Two single nucleotide variants in the miR-23a promoter affect granulosa cell apoptosis.

Abstract

microRNAs (miRNAs) are well known to be important in mammalian female fertility. However, the genetic regulation of miRNAs associated with female fertility remains largely unknown. Here, we report that two single-nucleotide variants (SNVs) in the miR-23a promoter strongly influence miR-23a transcription and function in granulosa cell (GC) apoptosis. Two novel SNVs, g.-283G>C and g.-271C>T, were detected in the porcine miR-23a promoter by pooled-DNA sequencing. Furthermore, SNVs in the promoter region influenced miR-23a transcription in porcine GCs by altering its promoter activity.

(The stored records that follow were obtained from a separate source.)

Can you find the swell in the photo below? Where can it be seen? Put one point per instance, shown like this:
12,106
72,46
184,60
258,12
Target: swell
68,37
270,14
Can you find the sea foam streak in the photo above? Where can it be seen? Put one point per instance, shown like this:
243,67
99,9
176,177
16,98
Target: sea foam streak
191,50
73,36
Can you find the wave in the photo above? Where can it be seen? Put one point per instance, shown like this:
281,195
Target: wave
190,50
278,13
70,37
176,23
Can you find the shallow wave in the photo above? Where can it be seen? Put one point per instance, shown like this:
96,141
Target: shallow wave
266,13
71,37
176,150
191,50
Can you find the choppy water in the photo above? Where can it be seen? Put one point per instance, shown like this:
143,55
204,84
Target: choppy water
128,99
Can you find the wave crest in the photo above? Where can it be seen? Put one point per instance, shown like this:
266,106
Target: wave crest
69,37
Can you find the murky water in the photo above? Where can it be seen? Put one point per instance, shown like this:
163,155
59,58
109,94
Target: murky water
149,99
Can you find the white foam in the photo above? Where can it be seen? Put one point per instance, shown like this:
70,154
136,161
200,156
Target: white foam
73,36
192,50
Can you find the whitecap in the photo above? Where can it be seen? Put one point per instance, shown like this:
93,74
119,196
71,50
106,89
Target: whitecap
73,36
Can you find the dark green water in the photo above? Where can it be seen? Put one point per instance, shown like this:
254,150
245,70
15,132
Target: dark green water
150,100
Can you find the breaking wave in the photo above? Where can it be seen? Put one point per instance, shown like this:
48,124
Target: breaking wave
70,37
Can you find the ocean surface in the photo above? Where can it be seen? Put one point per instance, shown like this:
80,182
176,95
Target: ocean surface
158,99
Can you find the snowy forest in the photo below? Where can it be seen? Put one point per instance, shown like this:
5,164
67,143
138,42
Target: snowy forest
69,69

Functionally, SNVs in the promoter strongly influenced miR-23a regulation of early apoptosis in porcine GCs cultured in vitro. In addition, a preliminary association analysis showed that the combined genotypes of the two SNVs, rather than a single SNV, were tentatively associated with sow fertility traits in a Large White population. Overall, our findings suggest that the SNVs g.-283G>C and g.-271C>T in the miR-23a promoter are causal variants affecting GC apoptosis and miR-23a may be a potential small-molecule nonhormonal drug for regulating female fertility.